Раз — шапка на голове; два — рюкзак за спиной; три — походный посох в руках. Я осмотрелась, и словно туман рассеялся. Мне сразу стало все ясно: кругом редкий, вырубленный лес, притоптанный снег и совсем недалеко, — с той стороны, где заходил месяц, была поскотина, а чуть левее — ворота. Будто на крыльях, мчалась я в ту сторону, откуда донеслось столь милое для слуха моего мычанье.
Орфей своей дивной музыкой укрощал зверей, но, будучи на моем месте, он признал бы, что иногда мирная корова может проделать такого же рода чудо, только «в обратном порядке».
Конец омской эпопеи
Так я попала в селение Черная Балка на реке с тем же названием. В первом же доме меня приняли хорошо и, узнав, что я заблудилась, дали мне горячей похлебки, после чего я, положив на стол горсть бумажных рублей, сказала:
— Возьмите сколько надо, — и уснула.
Женщина оказалась настолько порядочной, что взяла всего лишь один рубль и наутро напоила меня чаем с молоком и дала на дорогу две вяленых рыбины. Кроме того, она меня раздела и пересушила все мои вещи. Но этого я не помню. «Сон — прообраз смерти».

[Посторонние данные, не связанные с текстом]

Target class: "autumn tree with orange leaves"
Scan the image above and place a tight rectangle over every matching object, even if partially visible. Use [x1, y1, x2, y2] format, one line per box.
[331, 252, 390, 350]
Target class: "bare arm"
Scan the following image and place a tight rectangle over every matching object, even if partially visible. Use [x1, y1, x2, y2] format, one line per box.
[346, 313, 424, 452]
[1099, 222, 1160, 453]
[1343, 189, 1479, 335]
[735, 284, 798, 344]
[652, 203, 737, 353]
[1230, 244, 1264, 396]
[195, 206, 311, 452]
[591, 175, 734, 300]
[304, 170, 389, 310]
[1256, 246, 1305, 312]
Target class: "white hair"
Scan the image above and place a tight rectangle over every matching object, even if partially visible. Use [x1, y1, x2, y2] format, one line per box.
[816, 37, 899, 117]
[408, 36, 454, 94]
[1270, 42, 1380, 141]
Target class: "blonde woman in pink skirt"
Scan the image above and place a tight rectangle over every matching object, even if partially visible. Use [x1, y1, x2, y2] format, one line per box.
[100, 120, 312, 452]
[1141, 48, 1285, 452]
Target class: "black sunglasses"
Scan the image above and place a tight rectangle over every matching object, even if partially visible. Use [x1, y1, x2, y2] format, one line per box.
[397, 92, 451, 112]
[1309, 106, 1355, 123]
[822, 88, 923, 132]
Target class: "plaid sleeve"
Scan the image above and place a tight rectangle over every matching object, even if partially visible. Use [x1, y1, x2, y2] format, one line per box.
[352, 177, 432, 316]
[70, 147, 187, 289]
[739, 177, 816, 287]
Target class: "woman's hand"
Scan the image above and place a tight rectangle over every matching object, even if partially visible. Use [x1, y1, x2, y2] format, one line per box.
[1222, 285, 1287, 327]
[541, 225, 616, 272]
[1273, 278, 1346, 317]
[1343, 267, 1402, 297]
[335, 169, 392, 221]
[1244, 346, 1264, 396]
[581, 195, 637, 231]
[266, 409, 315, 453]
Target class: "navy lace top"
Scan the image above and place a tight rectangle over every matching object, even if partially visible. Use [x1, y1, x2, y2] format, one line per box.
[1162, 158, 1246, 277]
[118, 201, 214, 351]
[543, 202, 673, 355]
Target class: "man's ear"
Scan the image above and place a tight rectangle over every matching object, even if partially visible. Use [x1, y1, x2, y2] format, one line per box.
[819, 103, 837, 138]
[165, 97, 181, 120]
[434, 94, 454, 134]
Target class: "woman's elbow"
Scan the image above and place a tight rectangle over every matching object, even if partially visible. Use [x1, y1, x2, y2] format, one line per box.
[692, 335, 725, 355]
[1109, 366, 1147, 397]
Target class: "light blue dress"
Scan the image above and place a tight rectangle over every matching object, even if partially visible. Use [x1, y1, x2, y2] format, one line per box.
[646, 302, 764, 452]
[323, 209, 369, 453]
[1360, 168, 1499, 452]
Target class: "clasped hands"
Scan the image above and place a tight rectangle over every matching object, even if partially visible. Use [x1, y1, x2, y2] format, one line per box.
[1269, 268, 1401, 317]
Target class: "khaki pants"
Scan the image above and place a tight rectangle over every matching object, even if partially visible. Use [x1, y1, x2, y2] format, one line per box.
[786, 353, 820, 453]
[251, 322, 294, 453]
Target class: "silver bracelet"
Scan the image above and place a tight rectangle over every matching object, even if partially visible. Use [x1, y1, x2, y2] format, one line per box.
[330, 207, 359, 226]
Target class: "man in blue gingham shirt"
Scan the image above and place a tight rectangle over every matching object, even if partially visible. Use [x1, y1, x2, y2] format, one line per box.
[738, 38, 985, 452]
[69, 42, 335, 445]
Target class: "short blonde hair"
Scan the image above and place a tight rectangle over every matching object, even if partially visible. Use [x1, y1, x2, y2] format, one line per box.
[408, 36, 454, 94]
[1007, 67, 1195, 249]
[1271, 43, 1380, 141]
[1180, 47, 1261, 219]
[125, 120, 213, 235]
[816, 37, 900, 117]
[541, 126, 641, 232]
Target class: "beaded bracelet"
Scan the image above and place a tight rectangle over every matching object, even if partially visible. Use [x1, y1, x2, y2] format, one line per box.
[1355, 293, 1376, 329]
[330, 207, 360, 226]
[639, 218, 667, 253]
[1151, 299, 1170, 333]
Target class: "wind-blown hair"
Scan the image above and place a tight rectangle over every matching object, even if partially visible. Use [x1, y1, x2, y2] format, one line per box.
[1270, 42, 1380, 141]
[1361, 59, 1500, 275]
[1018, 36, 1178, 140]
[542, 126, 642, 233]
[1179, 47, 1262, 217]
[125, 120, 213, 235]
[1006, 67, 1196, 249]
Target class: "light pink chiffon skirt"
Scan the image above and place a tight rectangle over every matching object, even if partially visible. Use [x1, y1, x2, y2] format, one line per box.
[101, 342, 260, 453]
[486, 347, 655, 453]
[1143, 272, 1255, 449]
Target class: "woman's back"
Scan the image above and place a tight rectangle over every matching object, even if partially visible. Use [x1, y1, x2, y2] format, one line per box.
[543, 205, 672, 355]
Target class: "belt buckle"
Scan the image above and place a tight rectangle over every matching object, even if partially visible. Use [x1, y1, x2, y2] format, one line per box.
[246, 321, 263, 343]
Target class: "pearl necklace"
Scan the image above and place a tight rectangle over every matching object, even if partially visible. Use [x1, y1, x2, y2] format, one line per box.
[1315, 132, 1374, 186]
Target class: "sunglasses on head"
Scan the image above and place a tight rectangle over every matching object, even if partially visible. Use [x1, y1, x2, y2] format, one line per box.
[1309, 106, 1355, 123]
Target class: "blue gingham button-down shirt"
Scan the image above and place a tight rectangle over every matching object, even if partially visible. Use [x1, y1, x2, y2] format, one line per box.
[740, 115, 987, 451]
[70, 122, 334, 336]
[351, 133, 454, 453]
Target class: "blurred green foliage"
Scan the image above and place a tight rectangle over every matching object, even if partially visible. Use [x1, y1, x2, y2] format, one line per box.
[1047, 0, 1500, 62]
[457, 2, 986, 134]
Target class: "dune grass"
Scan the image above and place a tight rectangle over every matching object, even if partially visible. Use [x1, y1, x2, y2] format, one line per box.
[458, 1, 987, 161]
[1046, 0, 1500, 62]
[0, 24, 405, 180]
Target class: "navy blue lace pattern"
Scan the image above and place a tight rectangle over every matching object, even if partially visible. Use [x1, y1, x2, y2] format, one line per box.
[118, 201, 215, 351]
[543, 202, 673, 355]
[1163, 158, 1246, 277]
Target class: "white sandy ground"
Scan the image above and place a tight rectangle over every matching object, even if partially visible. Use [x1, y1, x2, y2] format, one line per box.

Дай Бог этой женщине счастья в жизни! Должно быть, она сама знакома со страданиями.
На этом закончилась моя попытка пробраться к Омску.
Встречаю ссыльных прибалтийцев и поляков
Лермонтов был прав: «долгий путь без цели»[9] — утомительное предприятие. Мне предстоял долгий путь; значит, надо было поставить себе какую-то цель. Я подразумеваю конечную цель; непосредственная — «не умереть на глазах у Хохрина» — была, пожалуй, достигнута: возможностей умереть было хоть отбавляй. Хохрин был далеко. Очередь была за конкретной целью. И я решила идти в Томск к польскому консулу. О том, как зародилась подобная бредовая идея, скажу позже. А пока что мне указали дорогу на Пудино и посоветовали оттуда идти в Кенгу, а дальше — на Бахчар. Вскоре, объяснили мне, наступит весна, а с нею такое бездорожье, что тут, в болотах, и вовсе пропадешь. Совет был дельный, и я, не теряя времени, им воспользовалась.
В тех местах я натыкалась на ссыльных того же улова, что я сама. Но не бессарабцев, а главным образом эстонцев. Работали они большей частью на лесоповале. Трудились старательно, и жилось им, казалось, не так уж плохо. Но бросалось в глаза, что тут были почти исключительно женщины, дети, подростки и юноши лет до двадцати двух. Мужчины от двадцати трех до сорока пяти лет отсутствовали. Впрочем, точно таким же образом были разбиты семьи наших бессарабцев. Должно быть, «протягивая руку дружбы братским народам», в первую очередь хватают за шиворот, а то и за горло, полноценных мужчин. О том, что их, жителей Прибалтики, таким же порядком умыкнули, как и нас, я лишь тогда узнала! Только нас 13 июня, а их 14-го.